The community of Diepsloot are using EcoBricks to purchase much-needed items for their homes a concept that will boost the entire township.
Diepsloot, Johannesburg (11 February 2020) – The Wot-If? Trust and Jane Goodall’s Roots & Shoots South Africa have collaborated on an EcoBricks project that is changing the lives of children and adults in Diepsloot, a township on the outskirts of Northern Johannesburg.
We often hear of recycling exchange programmes designed to educate the youth; promoted by the option of exchanging recyclables for useful items such as sweets, stationery and toys. However, when we heard about the Wot-If? programme, we truly smiled. It started out as a youth project but has expanded to allow adults to join the exchange as well.

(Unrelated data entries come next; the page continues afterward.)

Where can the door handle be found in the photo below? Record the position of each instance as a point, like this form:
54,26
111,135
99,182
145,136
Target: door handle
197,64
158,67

The project started in 2016 when Roots & Shoots joined forces with Wot If?. They helped to educate the children about making EcoBricks. From there it grew, and in 2018, they set up a “boot sale” which was used to exchange the bricks for items needed in the homes of the children.
The programme expanded again in 2019 to include adult participation when a container was donated to Wot If? The container became the base for the Ecotrading store. Today, adults work diligently to make EcoBricks which they can then exchange for items around the home or even food. The exchange has been most beneficial to adult participants, especially those that are unemployed. The option to use points, known as Ecobucks, for food has given many some much-needed dignity during hard times.
Some of the things that can be purchased using the Ecobucks includes school stationery, clothing, household items such as crockery and cutlery, picture frames, food items etc. Each EcoBrick earns the person 50 to 60 Ecobucks depending on the weight of the bottle.
Points are also earned if participants (mostly students take part in this) do other forms of recycling or bring in wet-waste for composting. These alternatives have seen participants actively cleaning up their immediate areas, which also boosts the morale of other community members.
During 2019, students collected a whopping 1.3 tonnes of wet-waste off the streets, and it was used to make compost for the community garden.
One young man saved 350 Ecobucks to buy a well-loved double pram for his mom. He said the pram would make it easier for her to walk with the children through the township.
The secondhand pram was donated to the Trust. Wot If? accept donations from the public to help them stock the Ecotrading store. All items are welcomed as long as they are still in good condition. We spoke to the team and were given a list of some useful items they need. They are looking for items that would specifically cater to their adult participants as well as items for school-aged students.
- School Shoes
- Unbranded School Uniforms
- Clothing (Specifically more adults sizes needed)
- Non-perishable Food Items
- Soft Toys
- Baby Clothes
- Any Home Items – All in working condition.
The Trust also runs a textbook exchange, so if a student or child uses their Ecobucks to buy textbooks, they can return them at the end of the year for new ones. The Trust is also looking for a donation of a large standing scale to help them more accurately work with the recyclables.
How they use the EcoBricks
The EcoBricks are being collected and used to help improve the infrastructure of other organisations. They identified the Father Louis Blondel Centre as a recipient for an EcoBrick structure. A wall is being constructed and thanks to all participants, they have more than enough to complete the project.
People are also being taught to build furniture using the bricks. The skill is becoming more valuable as the EcoBrick trend grows locally and globally.
Wot If? is building hope within the community and creating real change for all those involved in its various projects. Their goal is to see these projects spread throughout communities in South Africa. They continuously develop projects that are replicable and scalable.